Dans ses notes d’analyse le juge rappelle que le tribunal et l'ordre public ne devraient pas tolérer que des parties aient un enfant et le remettent simplement comme un « ballon de football » à une tierce partie et que là n’est pas l'intention de la législation canadienne.  Il est révélateur de noter que les protagonistes interprètent la loi canadienne sur la procréation assistée comme un droit à pouvoir disposer d’un enfant.  Ils n'ont pas tort. Cette loi permet qu’un enfant puisse faire l’objet d’un contrat avant sa conception et être donné, au regard de certains arrangements.  On peut en effet se demander comment des arrangements prévoyant le don d'un enfant pas encore conçu est plus éthique que des arrangements prévoyant sa marchandisation.

 

Le juge rappelle que la situation en litige ne rencontre pas les critères d’adoption ou de grossesse pour autrui.  Il interprète la situation comme celle où des parents biologiques confient leur enfant à d'autres personnes pour exiger son retour après une période de quatre mois.  Même si le juge prend la peine de préciser que la situation ne rencontre pas les dispositions légales d'adoption ou de grossesse pour autrui  il n’en demeure pas moins que son jugement - que nous livrons plus loin - s'appuie sur ces dispositions.  On peut se demander si un juge exerçant dans État de droit qui interdit les GPA parviendrait aux mêmes conclusions dans une situation identique.  Quoi qu'il en soit, le fait qu'un enfant fasse l'objet d'un contrat oblige les juges à prévilégier ce qu'ils estiment être l'intérêt supérieur de l'enfant  dans une logique de contrat de service et de consommation.

 

Nous verrons plus loin que le juge a accordé l'autorité parentale aux plaignants (le couple J/C).

 

 

 

 

En fait, le juge appuie sa décision sur les « intentions » des protagonistes et le meilleur intérêt de l’enfant.  Ce dernier élément est essentiellement évalué par le juge à partir du fait que le couple J/C a développé des liens d’affection et prodigué adéquatement des soins à Isabelle pendant les quatre premiers mois de sa vie. S'il fallait faire un parallèle avec les politiques québécoises de protection de l'enfance, il pourrait être utile de rappeler que le Tribunal du droit de la jeunesse procède avec une grande prudence avant de déléguer une autorité parentale permanente à des personnes en dehors du cercle familial de l’enfant et à retirer cette autorité aux parents sans leur avoir apporté au préalable de l'aide et sans avoir développé des plans et des stratégies pour les aider à développer leurs compétences parentales.

 

 

Des opportunités sont offertes aux parents, des délais sont accordés et renouvelés pour les aider à modifier leurs comportements et mieux organiser leur vie.  Certains d'entre eux parviendront à développer les compétences et les habilités qui leur permettront d'être réunis avec leurs enfants.

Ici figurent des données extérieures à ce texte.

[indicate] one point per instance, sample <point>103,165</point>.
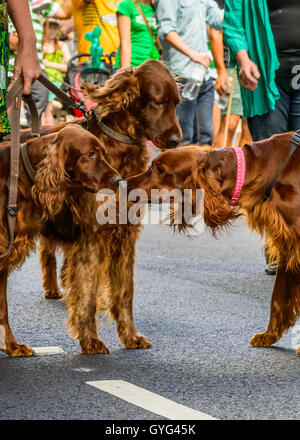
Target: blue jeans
<point>196,116</point>
<point>285,117</point>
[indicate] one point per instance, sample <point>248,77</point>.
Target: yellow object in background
<point>101,13</point>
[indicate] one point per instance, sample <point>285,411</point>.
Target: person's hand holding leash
<point>249,73</point>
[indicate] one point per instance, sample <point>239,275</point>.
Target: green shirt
<point>142,44</point>
<point>247,26</point>
<point>4,53</point>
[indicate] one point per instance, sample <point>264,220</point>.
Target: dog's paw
<point>19,350</point>
<point>265,339</point>
<point>137,341</point>
<point>95,346</point>
<point>53,293</point>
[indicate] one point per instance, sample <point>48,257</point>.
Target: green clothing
<point>4,54</point>
<point>142,44</point>
<point>247,26</point>
<point>54,74</point>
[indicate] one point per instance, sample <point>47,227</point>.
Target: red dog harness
<point>240,174</point>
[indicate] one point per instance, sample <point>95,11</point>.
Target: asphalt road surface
<point>198,301</point>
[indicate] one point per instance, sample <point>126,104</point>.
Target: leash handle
<point>14,98</point>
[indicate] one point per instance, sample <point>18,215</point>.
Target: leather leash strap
<point>14,99</point>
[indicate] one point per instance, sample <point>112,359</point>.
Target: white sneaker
<point>40,5</point>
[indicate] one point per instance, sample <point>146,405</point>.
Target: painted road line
<point>48,350</point>
<point>149,401</point>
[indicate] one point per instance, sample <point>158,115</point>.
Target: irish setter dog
<point>277,218</point>
<point>69,167</point>
<point>141,104</point>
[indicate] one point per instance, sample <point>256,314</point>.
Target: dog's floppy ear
<point>49,189</point>
<point>118,93</point>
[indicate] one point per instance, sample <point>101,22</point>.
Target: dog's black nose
<point>175,140</point>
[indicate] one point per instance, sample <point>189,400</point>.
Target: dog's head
<point>147,96</point>
<point>74,161</point>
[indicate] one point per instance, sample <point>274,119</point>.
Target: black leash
<point>295,142</point>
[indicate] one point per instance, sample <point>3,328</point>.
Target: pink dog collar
<point>240,174</point>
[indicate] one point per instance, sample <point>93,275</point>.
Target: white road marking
<point>48,350</point>
<point>149,401</point>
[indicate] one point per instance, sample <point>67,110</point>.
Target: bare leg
<point>12,348</point>
<point>285,308</point>
<point>48,265</point>
<point>82,274</point>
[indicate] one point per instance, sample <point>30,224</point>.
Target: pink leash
<point>240,174</point>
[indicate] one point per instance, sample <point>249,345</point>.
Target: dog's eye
<point>92,154</point>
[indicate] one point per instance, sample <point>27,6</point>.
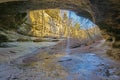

On peut se demander pourquoi ce cas n’a pas été dirigé vers la direction de la protection de la jeunesse (son équivalent Ontarien) puisque cette institution détient l’expertise et le mandat pour traiter ce genre de situation. Nous y voyons là un manquement de l'hôpital et de la travailleuse sociale qui avait été mise au courant de la situation.  Pourquoi ne pas avoir fait un signalement à la DPJ à partir du moment où ils ont appris que l’enfant avait été « donné » au couple J/C? Il nous apparaît que  l'institution a failli à protéger cet enfant en fermant les yeux sur ce qu'ils savaient être une pratique illégale parce que les expressions "grossesse pour autrui" et/ou "adoption" avaient été utilisées, sans aucun support légal.  Mme Blake et son conjoint auraient été considérés inaptes à prendre soin de leur enfant et un processus d'aide à l'enfant et au couple aurait été mis en place.  Ces opportunités sont données à des mères toxicomanes afin de leur permettre de se reprendre en main, on peut se demander pourquoi Mme Blake n'y a pas eu droit?